Il Signore dice anche: “Beati i poveri in spirito”, a significare che “le ricchezze non ti assicurano niente”. Anzi, ha aggiunto Francesco, “quando il cuore è ricco, è tanto soddisfatto di se stesso, che non ha posto per la Parola di Dio”. Sono Beati anche “i miti”, soprattutto nel mondo attuale “che dall’inizio è un mondo di guerre, un mondo dove dappertutto si litiga, dove dappertutto c’è l’odio”. E Gesù – ha ricordato il Papa dice: “Niente guerre, niente odio, pace, mitezza”. Parole, queste, che assumono una connotazione speciale pensando allo storico incontro per la pace di ieri nei Giardini Vaticani, e all’abbraccio tra i presidenti di Palestina e Israele, Abu Mazen e Shimon Peres, davanti allo sguardo soddisfatto di Bergoglio.
Miti, esorta Cristo, perché “con questa mitezza avrai in eredità la Terra”, ha rimarcato il Santo Padre. È vero che “se io sono mite nella vita”, gli altri “penseranno che io sono uno stolto”; ma non fa nulla, “pensino pure quello”, la ricompensa è molto più alta.
Un po’ la stessa logica di quelli che “hanno fame e sete della giustizia”, che “lottano per la giustizia, perché ci sia giustizia nel mondo”. Anche quelli sono scartati dall’opinione pubblica, perché oggi – ha osservato il Pontefice – “è molto più facile entrare nelle cricche della corruzione”, seguire “quella politica quotidiana del do ut des” dove “tutto è affari”. “Quante ingiustizie” ne conseguono, e “quanta gente che soffre per queste ingiustizie”, ha esclamato Francesco.
Eppure Gesù anche in questo caso predica il contrario: “Sono beati quelli che lottano contro queste ingiustizie”. E, insieme a loro, anche quelli che sono stati “perseguitati semplicemente per avere lottato per la giustizia”.
Ma sono beati anche i misericordiosi, “perché troveranno misericordia”. Sono Beati, cioè, tutti “quelli che perdonano, che capiscono gli errori degli altri”, non “quelli che si vendicano”. “Tutti noi – ha evidenziato il Papa – siamo un esercito di perdonati! Tutti noi siamo stati perdonati. E per questo è beato quello che va per questa strada del perdono”.

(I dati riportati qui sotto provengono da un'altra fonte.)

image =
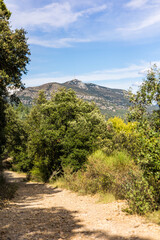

Beati anche “i puri di cuore”, che hanno “un cuore semplice, puro, senza sporcizie, un cuore che sa amare con quella purità tanto bella”, ha sottolineato il Santo Padre. Beati, infine, “gli operatori di pace”: anch’essi beati “controcorrenti”, perché “è tanto comune da noi essere operatori di guerre o almeno operatori di malintesi!”, ha notato il Pontefice. E, ricollegandosi al suo tweet di oggi, ha aggiunto: “Quando io sento una cosa da questo e vado da quello e la dico e anche faccio una seconda edizione un po’ allargata e la riporto… Il mondo delle chiacchiere. Questa gente che chiacchiera, non fa pace, sono nemici della pace. Non sono beati”.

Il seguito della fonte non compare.